Dans les textes grecs du Nouveau Testament, en plus du temps chronos, ou temps chronologique, naturel, bref le temps qui nous est imparti, que nous vivons toutes et tous, que nous ne pouvons retenir et qui nous conduit inéluctablement à la mort, un autre terme sert à désigner le temps : kairos. Le kairos, c’est le temps présent, si présent qu’il en devient éternel, l’éternel présent. Il s’agit donc, dit autrement, de la durée : d’une durée qui dure toujours. Or, n’est-ce pas uniquement dans la mort que la rencontre avec un tel temps est possible? Cette vie qui nous échappe et qui s’en va un peu plus chaque jour nous fait réaliser qu’étant ici présents, sur cette terre, en ce moment, nous ne le sommes pas vraiment, car un autre temps nous appelle : l’éternité.
 

Le temps inquiet

S’il est naturel chez l’être humain d’aspirer à l’éternité, car, dit la Bible, Dieu a précisément déposé cette pensée de l’éternité dans le cœur humain, le passage vers l’au-delà, vers lequel nous nous sentons malgré nous aspirés, anticipant ce temps sombre où notre vie va expirer, nous ne le souhaitons pas. Avec son silence et son mystère, l’éternité, qui se trouve dans un ailleurs que nous ne connaissons pas, et surtout la mort qui la précède peuvent nous effrayer. Cela est tout à fait naturel : soudain saisi de vertige devant l’inconnu, alors que nous sentons que cet inconnu tend à se rapprocher de nous en raison des circonstances difficiles que nous affrontons dans la vie, nos repères s’envolent et nous sentons que nous sommes à la merci du temps qui passe. Or, le temps inquiet n’est pas une fin en soi.

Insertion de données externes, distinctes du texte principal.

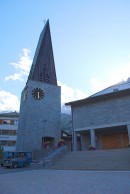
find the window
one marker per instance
(5, 132)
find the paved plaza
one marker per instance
(42, 181)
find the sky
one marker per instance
(91, 45)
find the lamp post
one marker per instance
(43, 132)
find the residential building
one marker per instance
(102, 120)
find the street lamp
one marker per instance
(43, 132)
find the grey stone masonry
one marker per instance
(105, 112)
(38, 118)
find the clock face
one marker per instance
(38, 93)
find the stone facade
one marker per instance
(105, 112)
(102, 121)
(39, 118)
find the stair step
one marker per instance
(118, 159)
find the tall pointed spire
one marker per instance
(43, 66)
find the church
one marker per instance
(40, 108)
(102, 121)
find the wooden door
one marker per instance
(115, 141)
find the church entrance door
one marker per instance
(115, 141)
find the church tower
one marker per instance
(40, 109)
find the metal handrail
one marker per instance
(48, 159)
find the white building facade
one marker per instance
(102, 120)
(8, 130)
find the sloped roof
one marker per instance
(113, 88)
(9, 114)
(119, 89)
(43, 66)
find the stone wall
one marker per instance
(105, 112)
(39, 118)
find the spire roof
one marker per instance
(43, 66)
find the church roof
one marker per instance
(43, 66)
(120, 89)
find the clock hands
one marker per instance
(38, 96)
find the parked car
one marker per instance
(17, 159)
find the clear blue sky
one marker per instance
(91, 43)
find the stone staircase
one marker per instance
(116, 159)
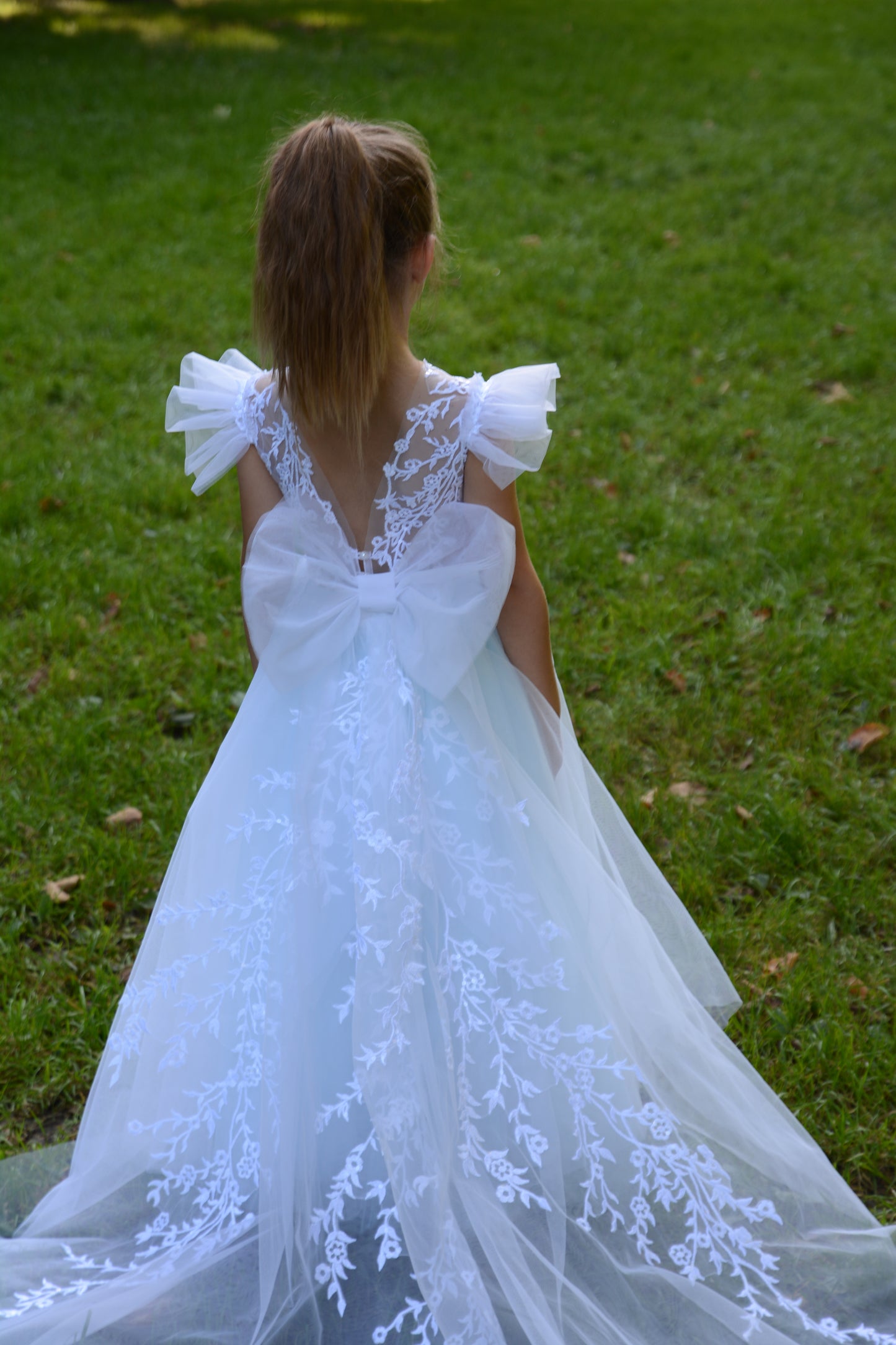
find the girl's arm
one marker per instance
(523, 625)
(259, 493)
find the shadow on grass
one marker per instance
(191, 23)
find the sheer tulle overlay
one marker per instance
(420, 1044)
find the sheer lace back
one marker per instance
(424, 473)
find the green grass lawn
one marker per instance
(690, 206)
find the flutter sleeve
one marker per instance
(213, 405)
(504, 420)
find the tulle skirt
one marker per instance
(421, 1047)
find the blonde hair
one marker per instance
(344, 206)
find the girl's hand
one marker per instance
(523, 626)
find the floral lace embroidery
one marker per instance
(504, 1047)
(388, 831)
(440, 470)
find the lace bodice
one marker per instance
(224, 406)
(424, 473)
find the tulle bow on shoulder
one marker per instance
(504, 421)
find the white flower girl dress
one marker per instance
(420, 1045)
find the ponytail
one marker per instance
(345, 203)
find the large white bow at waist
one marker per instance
(304, 596)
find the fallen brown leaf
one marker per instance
(60, 890)
(691, 793)
(37, 681)
(779, 966)
(125, 818)
(863, 738)
(832, 391)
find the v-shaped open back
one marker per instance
(424, 470)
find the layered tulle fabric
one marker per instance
(208, 405)
(420, 1045)
(504, 420)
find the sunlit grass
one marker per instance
(691, 209)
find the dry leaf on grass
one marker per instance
(779, 966)
(861, 739)
(832, 391)
(113, 609)
(60, 890)
(125, 818)
(691, 793)
(37, 681)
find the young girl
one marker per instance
(420, 1044)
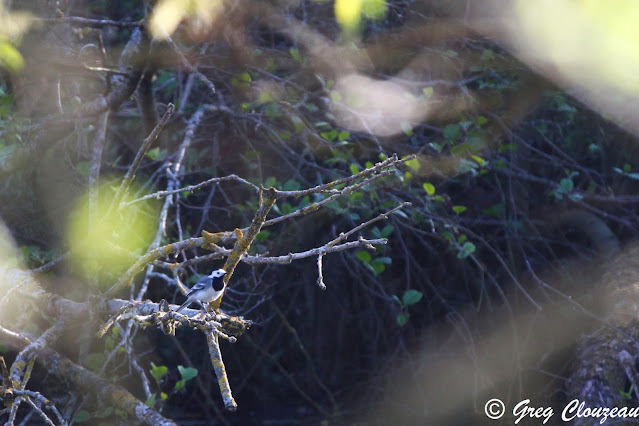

La fin d’une certaine forme de temps peut en effet marquer une transformation de notre être et de son rapport au temps.
 

Le temps venu

Dans l’évangile de Matthieu, à la demande des disciples qui l’ont accompagné de la Galilée jusqu’à Jérusalem : « Où veux-tu que nous te préparions le repas de la pâque? », Jésus répondit : « Allez à la ville chez un tel et dites-lui : «Le Maître dit : Mon temps est proche, c’est chez toi que je célèbre la pâque avec mes disciples.» » (Mt 26,17-18) Ainsi, quelques heures avant de mourir, Jésus savait son temps proche. Le temps, pour lui, était venu1. Le temps (kairos) se faisait présent en son être; ce temps, car c’était non seulement le temps de partir, c’est-à-dire de quitter ce monde après avoir rendu son dernier souffle, mais le temps d’accomplir un geste grandiose et magnifique, d’une signification éternelle. L’éloquence du moment ajoute à la plate dimension d’une durée de vie qui tire à sa fin. Nous ne sommes plus ici dans la banalité, mais bien dans le sublime. Sublime de l’Être qui appelle à l’être, de Dieu devenu homme dans le but de redonner aux hommes un souffle divin, dans cette vie et après elle. C’est chez toi, chez moi, chez nous, c’est-à-dire en nous, que Jésus veut célébrer la pâque, symbole juif de la délivrance, symbole chrétien de la Résurrection; dans les deux cas, parfaite image d’une transformation du temps, d’un renouvellement qui advient.
 

Le temps advenu

Car, dans les textes bibliques, ce « temps venu » se présente aussi comme le temps advenu, c’est-à-dire le temps fixé par Dieu pour l’accomplissement de ses promesses. L’espoir d’un retour à un ordre sain (et saint) du monde et de la vie, d’un renouveau dans le cœur et l’esprit de qui est en quête d’un peu de bonheur et de beaucoup de justice sur cette pauvre planète dévastée par la souffrance et empestée par le mal, espoir jadis porté par les femmes et les hommes du peuple d’Israël et véhiculé par quelques-uns de ses prophètes, les évangiles le placent au centre de la mission de Jésus. Celui-ci, en effet, dès le début de son ministère, déclare en proclamant la Bonne Nouvelle de Dieu : « Le temps (kairos) est accompli, et le Règne de Dieu s’est approché : convertissez-vous et croyez à l’Évangile. » (Marc 1,15) Le temps est proche, dit aussi l’auteur de l’Apocalypse (Ap 22,10), à la fin du livre. Voilà pourquoi ces choses, c’est-à-dire le temps nouveau qui vient et qui advient, dans le monde, mais d’abord dans le cœur des êtres humains qui laissent la semence du Royaume y pousser, ces choses, donc, doivent être révélées et connues. Elles doivent surtout être vécues!
 

Le temps nouveau

Ce kairos est donc un temps de renouvellement, le temps du relèvement de l’être humain (He 9,10). Cest comme si lêtre humain sétait assoupi, par paresse ou par torpeur, quil vivotait dans un état dinconscience des réalités profondes enfouies en lui, et par lesquelles léveil à Dieu et à lui-même est non seulement possible, mais nécessaire, fondamental, afin quadviennent en lui la nouveauté de vie, la transformation, la pleine manifestation de lêtre, le temps nouveau, le kairos.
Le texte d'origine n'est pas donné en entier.